Oh yes, and let’s not forget Keselowski wants to move the Sprint All-Star race from its traditional mid-May date to after the regular season, to become similar to the NFL’s Pro Bowl scheduling.
“Why is the schedule so sacred?” Keselowski asks. “Everything else has been cut, changed, chopped, and rebuilt. Why not that?”
Keselowski proposes a three-race “western swing” after the season-opening Daytona 500 that would have the Sprint Cup Series visit Fontana, Phoenix and Sonoma in consecutive weekends.
“It would also be good for the people the travel the NASCAR circuit,” Keselowski wrote. “They could come along with us for the West Coast tour. We’d be like the Grateful Dead, with people following us everywhere we went.”
Right, and have tie-dyed firesuits, right? Groovy, Brad-io.
After the West Coast swing, Keselowski would like to see – what else? – an East Coast swing that starts in Homestead, Darlington, Martinsville, Bristol and then out to Texas.
As for the doubleheader idea, it’s intriguing – and something that fans have proposed for years, namely mid-week night races in prime-time on TV.
“Here’s why,” Keselowski said. “Like I said, there’s such a dead stretch in the middle of the season. Turn on SportsCenter on a Summer Wednesday, and what are they talking about? Tim Tebow in training camp? The only major sport that’s in full swing is baseball.”
Tim Tebow in training camp? Uh, Brad, I guess no one told you, but TT is no longer playing football. Just sayin’.
But this doubleheader idea has a lot of merit.
“We race twice a week,” Keselowski wrote. “We start hitting double headers at some of these marquee places that are not that far from each other on the map, and we do it for three weeks in a row. Michigan and Pocono. (Okay, they’re not that close, but roll with me here.) Iowa and Kansas. Dover and Loudon.”
For the record, Brad, you had me at “We race twice a week.”
While it would be hard for race teams, not to mention what happens if rain pushes race day back a day or two, but we still like the concept a LOT.
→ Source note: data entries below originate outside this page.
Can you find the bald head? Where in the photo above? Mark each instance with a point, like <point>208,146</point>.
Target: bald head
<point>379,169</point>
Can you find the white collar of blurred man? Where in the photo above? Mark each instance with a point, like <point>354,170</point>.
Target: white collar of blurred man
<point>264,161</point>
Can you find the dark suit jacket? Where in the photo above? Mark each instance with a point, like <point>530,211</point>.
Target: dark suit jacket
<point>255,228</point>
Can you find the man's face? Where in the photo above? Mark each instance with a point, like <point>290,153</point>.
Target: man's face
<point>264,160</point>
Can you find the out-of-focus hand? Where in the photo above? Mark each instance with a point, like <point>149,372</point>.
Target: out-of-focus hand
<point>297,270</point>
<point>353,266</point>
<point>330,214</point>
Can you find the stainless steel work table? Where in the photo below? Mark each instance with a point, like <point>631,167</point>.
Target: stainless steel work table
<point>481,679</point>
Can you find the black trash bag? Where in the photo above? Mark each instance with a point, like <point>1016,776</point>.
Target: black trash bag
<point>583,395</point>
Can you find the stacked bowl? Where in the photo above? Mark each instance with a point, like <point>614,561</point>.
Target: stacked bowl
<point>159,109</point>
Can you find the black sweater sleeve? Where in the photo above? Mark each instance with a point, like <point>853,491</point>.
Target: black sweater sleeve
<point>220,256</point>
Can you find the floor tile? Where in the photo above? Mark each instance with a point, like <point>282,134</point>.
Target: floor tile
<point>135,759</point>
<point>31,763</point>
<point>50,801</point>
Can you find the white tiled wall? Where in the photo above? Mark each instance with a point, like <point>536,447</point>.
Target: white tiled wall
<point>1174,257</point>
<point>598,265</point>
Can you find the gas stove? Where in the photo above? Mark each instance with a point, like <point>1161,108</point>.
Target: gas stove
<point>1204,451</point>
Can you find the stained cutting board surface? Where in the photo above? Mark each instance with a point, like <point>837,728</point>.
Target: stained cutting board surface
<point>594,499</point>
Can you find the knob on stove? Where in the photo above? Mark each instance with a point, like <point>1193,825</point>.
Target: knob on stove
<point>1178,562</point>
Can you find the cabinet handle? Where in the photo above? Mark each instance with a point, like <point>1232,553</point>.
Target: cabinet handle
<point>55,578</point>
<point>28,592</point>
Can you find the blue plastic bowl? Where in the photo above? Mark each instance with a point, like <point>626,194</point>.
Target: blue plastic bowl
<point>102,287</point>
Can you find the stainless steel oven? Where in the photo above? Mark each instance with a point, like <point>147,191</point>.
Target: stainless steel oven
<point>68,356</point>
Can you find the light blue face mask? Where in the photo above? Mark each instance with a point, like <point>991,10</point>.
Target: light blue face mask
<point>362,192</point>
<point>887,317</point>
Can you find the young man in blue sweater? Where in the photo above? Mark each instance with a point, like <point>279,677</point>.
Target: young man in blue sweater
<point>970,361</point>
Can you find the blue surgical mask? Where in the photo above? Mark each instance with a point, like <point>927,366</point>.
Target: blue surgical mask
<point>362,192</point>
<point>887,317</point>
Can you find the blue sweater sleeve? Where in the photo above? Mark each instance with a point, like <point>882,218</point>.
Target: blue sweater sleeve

“During that stretch, everything moves to a two-day show,” Keselowski said. “You practice and qualify on one day, and race on the next. Teams that are running really well would get on a roll. Teams that are running poorly would risk falling into a slump.”
“I want to take a quick moment to point out an added benefit of doing two Cup races a week — it would discourage Cup drivers from driving in the Nationwide as much,” Keselowski said. “To me, that’s a good thing. Right now, Cup drivers have financial incentives to drive in the Nationwide Series. Personally, I also like the added opportunities to keep my skills sharp. But if you’re driving double headers, it’s Cup racing, all the time.”
Check. We like that idea, too, Brad.
Then Keselowski proposes nearly week-long back-to-back stays for summer races at Daytona and Indianapolis, followed by four straight weeks of what have the prospect of being grueling doubleheaders: Kentucky/Atlanta, Pocono/Michigan, Bristol/Road Atlanta and Richmond/Talladega.
An interesting idea, indeed, although we have to question why Brad would put Talladega as the final Chase-qualifying race instead of Richmond.
Speaking of the Chase, Keselowski continues the doubleheader concept by starting the playoffs with back-to-back races at Loudon and Watkins Glen (moving a road course race into the Chase).
After a single week’s race at Chicago, there’s more back-to-backers with Kansas/Martinsville, a single race at Charlotte, a doubleheader at Dover/Texas and Phoenix.
Then, Keselowski proposes to run the All-Star race and vary its venue each year.
But we’re not done. After the All-Star race, there’s a two-week layoff before the season finale at Las Vegas. And as an incentive, the team that wins the All-Star race sits on the pole for the season conclusion in Sin City.
In other words, have a two-week buildup to the championship-determining race like the NFL has with the Super Bowl.
Keselowski admittedly makes some pretty decent points. What do you think? Leave us your thoughts on Bad Brad’s “dream schedule.”
Do you feel all dreamy about it, too, or is it one of your worst nightmares come true?